Magic exists in Middle Earth but casting spells is not what the LotRs is about.
Exactly, this is literally what I'm getting at. Casting spells is not what frieren is about either, the main conflict in frieren is not martial, its emotional.
Spell casting was always central to the plot and solving every problem with it builds up a narrative debt because we need to know what if anything will give Frieren a problem that she can't solve with magic missile.
Saying that you need to know how magic works because you need to know if anything will give frieren a problem is missing the point of the premise. For all intents and purposes frieren is saitama. The conflict is not whether or not she can oneshot the bad guy, its literally everything except that.
The problems in Frieren aren't martial problems that can be solved by force, they're indirect obstacles that you have to solve with actual understanding and are more about what you learn on the way.
Finding the flower field by following a squirrel, dealing with the senile old man, discovering the meaning of lotus ring meaning eternal love, replacing the lost son of a king and so on and so forth.
When you were watching one punch man, was the main thing on your mind "God, when are they gonna powerscale saitama?

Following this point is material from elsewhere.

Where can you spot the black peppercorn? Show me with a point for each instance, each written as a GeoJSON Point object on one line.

I need to know how his powers work so I know if he's in trouble." Obviously not, because that's not the conflict.
Its literally the same thing here, every single problem frieren faces is one that can't be solved with magic missle because none of her problems are martial.

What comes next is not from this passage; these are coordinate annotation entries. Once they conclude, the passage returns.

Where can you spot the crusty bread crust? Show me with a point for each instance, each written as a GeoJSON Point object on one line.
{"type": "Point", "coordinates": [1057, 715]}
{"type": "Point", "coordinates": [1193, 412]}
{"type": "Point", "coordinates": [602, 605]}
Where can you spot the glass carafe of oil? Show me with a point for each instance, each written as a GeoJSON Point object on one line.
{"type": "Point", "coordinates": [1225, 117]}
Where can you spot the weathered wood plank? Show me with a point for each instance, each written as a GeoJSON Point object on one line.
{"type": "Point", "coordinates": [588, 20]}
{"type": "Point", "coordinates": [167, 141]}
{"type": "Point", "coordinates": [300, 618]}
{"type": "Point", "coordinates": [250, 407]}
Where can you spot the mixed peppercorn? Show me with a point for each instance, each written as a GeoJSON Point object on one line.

It also is probably the cleanest way to introduce Serie to the series along with the many other character who (apparently, not currently reading the manga) come back later.
To go back to the LoTR example, imagine if Boromir had to enter a warrior exam for the party to be allowed to progress closer to mordor, and the exam is how legolas and aragorn were introduced. If you want to introduce important characters, there's a million ways to introduce characters organically instead of shotgunning them into a tournament partway into the story.
I think a more reasonable reckoning for the tournament part of the arc is 4 episodes, I don't consider "everyone is on the same team doing a dungeon crawl" and Serie doing interviews to be a tournament.
Its 10 episodes of them stuck in the same plotline and same location when nearly every other episode was part of the road trip dealing with a different issue each time. I don't think its an unfair assessment to lump the whole thing in a single basket.